Thursday, March 11, 2010
Several diagnostic errors uncovered
Monday, 1 December 2008 - 3:17pmTHE CANADIAN PRESS
WINNIPEG—Documents obtained by the Winnipeg Free Press show one Manitoba woman’s mastectomy may have been unnecessary and several other patients received incomplete diagnoses after their biopsies went missing.
The incidents occurred months before pathology officials said diagnostic errors were “extremely unlikely.”
Critical incidents are defined as serious, unintended events suffered by a patient in a health care facility, and are investigated by an internal review committee.
In March, Diagnostic Services Manitoba CEO Jim Dalton denied there were any problems with the province’s pathology program and told the Free Press that diagnostic errors or botched tests were “extremely unlikely.”
Documents refute that—and show that multiple investigations into pathology errors were underway at the time.
In two separate incidents in July and November, 2007, groups of samples and specimens were lost, which prompted exhaustive searches of a pathology lab and various other health facilities.
As a result, several patients did not receive a complete diagnosis while others had to be retested.

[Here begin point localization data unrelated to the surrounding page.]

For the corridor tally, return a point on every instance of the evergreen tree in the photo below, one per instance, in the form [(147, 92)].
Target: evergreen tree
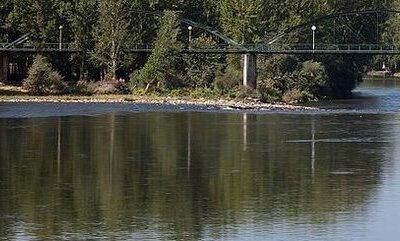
[(161, 68), (112, 36)]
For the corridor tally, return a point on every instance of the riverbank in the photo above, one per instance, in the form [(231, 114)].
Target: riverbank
[(12, 94)]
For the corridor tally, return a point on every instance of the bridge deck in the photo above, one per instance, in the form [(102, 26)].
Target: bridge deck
[(239, 49)]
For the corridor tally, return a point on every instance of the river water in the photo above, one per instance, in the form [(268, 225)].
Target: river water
[(120, 172)]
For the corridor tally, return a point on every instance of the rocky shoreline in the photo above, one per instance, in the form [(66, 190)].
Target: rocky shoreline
[(249, 104)]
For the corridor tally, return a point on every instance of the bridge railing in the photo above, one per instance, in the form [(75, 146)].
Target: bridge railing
[(47, 46)]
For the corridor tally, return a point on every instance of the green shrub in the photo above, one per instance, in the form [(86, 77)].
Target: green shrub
[(224, 82), (295, 96), (43, 79), (83, 87), (202, 68)]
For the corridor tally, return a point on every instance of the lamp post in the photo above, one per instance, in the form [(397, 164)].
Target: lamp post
[(313, 28), (190, 28), (60, 42)]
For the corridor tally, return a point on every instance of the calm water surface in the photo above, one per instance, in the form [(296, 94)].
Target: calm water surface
[(101, 172)]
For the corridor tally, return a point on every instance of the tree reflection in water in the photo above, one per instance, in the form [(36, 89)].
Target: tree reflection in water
[(180, 175)]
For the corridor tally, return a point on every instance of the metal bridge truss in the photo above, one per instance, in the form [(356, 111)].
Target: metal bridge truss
[(272, 46)]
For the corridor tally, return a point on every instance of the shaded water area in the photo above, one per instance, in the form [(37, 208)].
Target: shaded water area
[(70, 172)]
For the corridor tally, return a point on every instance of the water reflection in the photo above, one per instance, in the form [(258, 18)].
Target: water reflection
[(187, 176)]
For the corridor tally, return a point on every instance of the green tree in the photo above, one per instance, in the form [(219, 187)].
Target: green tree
[(241, 19), (161, 68), (112, 36), (83, 21), (43, 79), (201, 69), (38, 17)]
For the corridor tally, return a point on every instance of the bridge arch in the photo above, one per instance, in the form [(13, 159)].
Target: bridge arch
[(203, 27)]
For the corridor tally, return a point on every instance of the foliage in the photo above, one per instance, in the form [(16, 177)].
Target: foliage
[(107, 29), (112, 36), (42, 79), (226, 81), (201, 69), (161, 69), (287, 78)]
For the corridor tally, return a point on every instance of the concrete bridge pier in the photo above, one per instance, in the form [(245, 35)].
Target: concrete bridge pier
[(250, 71), (4, 66)]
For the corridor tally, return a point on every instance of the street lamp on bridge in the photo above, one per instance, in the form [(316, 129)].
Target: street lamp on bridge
[(313, 28), (60, 40), (190, 28)]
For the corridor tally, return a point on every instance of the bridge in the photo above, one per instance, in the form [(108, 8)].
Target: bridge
[(369, 45)]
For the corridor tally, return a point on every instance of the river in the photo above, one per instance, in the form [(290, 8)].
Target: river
[(120, 172)]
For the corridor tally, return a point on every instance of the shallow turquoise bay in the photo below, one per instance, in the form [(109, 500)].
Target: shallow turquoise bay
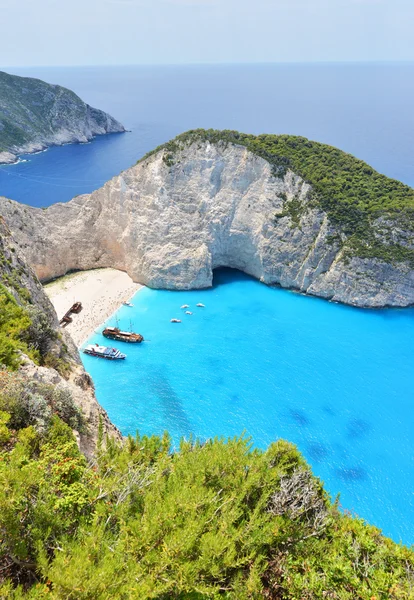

Several other patients had to have a second biopsy after a piece of lab equipment malfunctioned in September, 2007. Some patients did not receive a complete evaluation as a result.
A mistake interpreting a breast tumour sample in July, 2007 led to one woman being misdiagnosed with aggressive breast cancer.
Subsequent reviews of the woman’s case by an Ontario laboratory and second pathologist found there was “no evidence of invasive cancer,” and that the woman’s mastectomy may have been unneeded.
The woman isn’t identified in the documents because of privacy concerns, but documents say the case will be reviewed by her physician.
Another patient did not receive appropriate antibiotics after a follow-up pathology report wasn’t sent to that patient’s physician last February. The mistake led to an extended hospital stay.
“If we found through one of these investigations that we thought there was an unusual event or unusual risk, we would make it public,” Dalton said last week. “But certainly the rate of these incidents is well within the norm I’d put that up against any laboratory in North America.”
Dalton said the pathology program is in excellent shape, and that these incidents involve a small number of specimens out of the millions that are processed each year.
Dalton couldn’t say how many patients may have received an incomplete diagnosis due to lost specimens, but said human error was responsible in the case of the woman who had a mastectomy.
“No errors are good, and we’re not trying to gloss these over and say they’re OK,” he said. “Most reports are timely, accurate, and I think the system works very well and people should have confidence in it.”